With a passion for crafting exquisite desserts, I have been fortunate to train under the tutelage of some of the world's most celebrated culinary maestros: The World’s Best Chef Antonio Bachour, renowned for his master of classic French Pastry, and The Best Chef of Middle East and Africa, Executive Pastry chef of Hermes, Karim Bourgi.
My dedication to using the finest organic French ingredients and the exquisite professional French Valrhona chocolate is reflected in every dessert I create. By limiting the use of sugar and eliminating artificial flavors, I strive to present desserts that not only tantalize the taste buds but also embrace a commitment to wholesome and natural indulgence.
PASSION FRUIT -MANGO
To achieve a modern and minimalist cake design, I assembled a sophisticated dessert featuring 8 layers of pistachio sponge, filled with a decadent French pistachio praline mousse and a zesty organic passion fruit confiture, creating a perfect balance of flavors. As a finishing touch, cake is covered in French white chocolate and 1lb of organic mango confiture.

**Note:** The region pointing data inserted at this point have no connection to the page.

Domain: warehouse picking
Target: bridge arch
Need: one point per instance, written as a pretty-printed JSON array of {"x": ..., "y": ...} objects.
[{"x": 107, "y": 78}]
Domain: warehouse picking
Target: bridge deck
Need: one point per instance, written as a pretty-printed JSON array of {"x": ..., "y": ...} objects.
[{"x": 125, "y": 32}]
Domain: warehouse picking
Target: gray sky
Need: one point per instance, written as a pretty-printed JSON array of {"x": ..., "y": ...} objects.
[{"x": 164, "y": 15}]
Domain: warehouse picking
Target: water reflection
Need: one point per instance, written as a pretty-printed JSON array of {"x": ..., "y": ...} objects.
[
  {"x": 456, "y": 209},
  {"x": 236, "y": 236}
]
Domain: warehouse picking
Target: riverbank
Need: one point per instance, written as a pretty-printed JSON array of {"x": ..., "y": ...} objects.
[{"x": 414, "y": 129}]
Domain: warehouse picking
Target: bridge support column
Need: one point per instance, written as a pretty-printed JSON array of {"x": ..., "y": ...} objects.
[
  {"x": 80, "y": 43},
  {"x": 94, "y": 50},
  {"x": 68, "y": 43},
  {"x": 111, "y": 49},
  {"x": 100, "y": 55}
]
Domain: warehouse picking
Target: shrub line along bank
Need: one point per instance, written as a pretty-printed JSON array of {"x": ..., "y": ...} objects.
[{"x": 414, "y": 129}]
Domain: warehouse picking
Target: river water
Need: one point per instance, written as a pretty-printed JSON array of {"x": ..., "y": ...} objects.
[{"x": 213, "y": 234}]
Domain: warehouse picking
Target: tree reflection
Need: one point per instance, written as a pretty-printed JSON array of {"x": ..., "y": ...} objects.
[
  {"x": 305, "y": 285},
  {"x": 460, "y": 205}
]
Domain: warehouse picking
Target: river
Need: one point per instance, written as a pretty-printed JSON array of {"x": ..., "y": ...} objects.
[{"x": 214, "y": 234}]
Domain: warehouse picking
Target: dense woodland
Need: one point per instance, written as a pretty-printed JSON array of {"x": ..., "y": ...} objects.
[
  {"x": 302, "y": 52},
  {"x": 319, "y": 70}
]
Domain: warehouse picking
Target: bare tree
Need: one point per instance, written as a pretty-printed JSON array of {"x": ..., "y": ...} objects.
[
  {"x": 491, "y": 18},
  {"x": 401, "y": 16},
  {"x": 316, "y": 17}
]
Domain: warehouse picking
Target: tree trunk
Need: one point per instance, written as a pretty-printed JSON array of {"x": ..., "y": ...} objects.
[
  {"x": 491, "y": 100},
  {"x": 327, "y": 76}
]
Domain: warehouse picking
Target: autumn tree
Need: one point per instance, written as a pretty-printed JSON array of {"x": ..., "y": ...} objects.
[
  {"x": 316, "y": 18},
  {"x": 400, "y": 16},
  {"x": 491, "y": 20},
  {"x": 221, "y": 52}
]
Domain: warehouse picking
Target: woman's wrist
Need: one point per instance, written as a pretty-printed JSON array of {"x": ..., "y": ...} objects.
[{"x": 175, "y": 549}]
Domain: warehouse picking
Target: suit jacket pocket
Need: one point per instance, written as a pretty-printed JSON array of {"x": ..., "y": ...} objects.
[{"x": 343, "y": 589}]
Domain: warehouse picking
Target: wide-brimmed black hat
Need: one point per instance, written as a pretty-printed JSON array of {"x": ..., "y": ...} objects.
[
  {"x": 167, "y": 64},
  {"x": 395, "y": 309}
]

This cake not only harmonizes the luxurious flavors of pistachio, passion fruit and mango, but also presents a visually striking and contemporary cake that is certain to impress both visually and gastronomically
Size 10in
Serves 16-18 (or 20 smaller sizes)
CHOCOLATE TRUFFLE RASPBERRY CAKE
My dessert features layers of French organic raspberry confit nestled between chocolate cakes soaked in Raspberry liquor & Raspberry punch. The cake is filled with bittersweet French Valrhona Tainori chocolate frosting, fresh raspberries, and chocolate curls. Unlike most bakeries that use cocoa for their chocolate cakes, I use French Valrhona chocolate for an authentic and natural chocolate flavor.
I take pride in using zero sugar in the chocolate filling and raspberry confit, showcasing my commitment to quality and healthier ingredients. This attention to detail and the use of premium, natural components truly sets my dessert apart from typical bakery offerings. My creation is the result of skillful craftsmanship and a deep appreciation for fine ingredients.
Size
8in - Serves 16
9in - Serves 18-20
RASPBERRY-PISTACHIO PRALINE CAKE This exquisite cake features 10 layers of pistachio sponge generously filled with French Valrhona Pistachio Praline Mascarpone mousse, along with organic French raspberry confit and crushed pistachios. It is elegantly topped with my signature French Valrhona Raspberry chocolate macarons and fresh berries. Its lightly sweet, moist composition, free from artificial flavors, is destined to be a favorite among your guests.
Size 9in
Serves 14-16 (or 20 smaller sizes)
CHOCOLATE TIRAMISU
Few flavor combinations rival the classic pairing of coffee and chocolate, making this twist on the beloved Italian dessert an irresistible treat.
Chocolate Tiramisu takes indulgence to the next level, delivering each silky, velvety bite with a robust espresso finish.
Layers of bittersweet chocolate genoise soaked in coffee syrup, complemented by chocolate ganache and a luscious, airy chocolate mascarpone mousse.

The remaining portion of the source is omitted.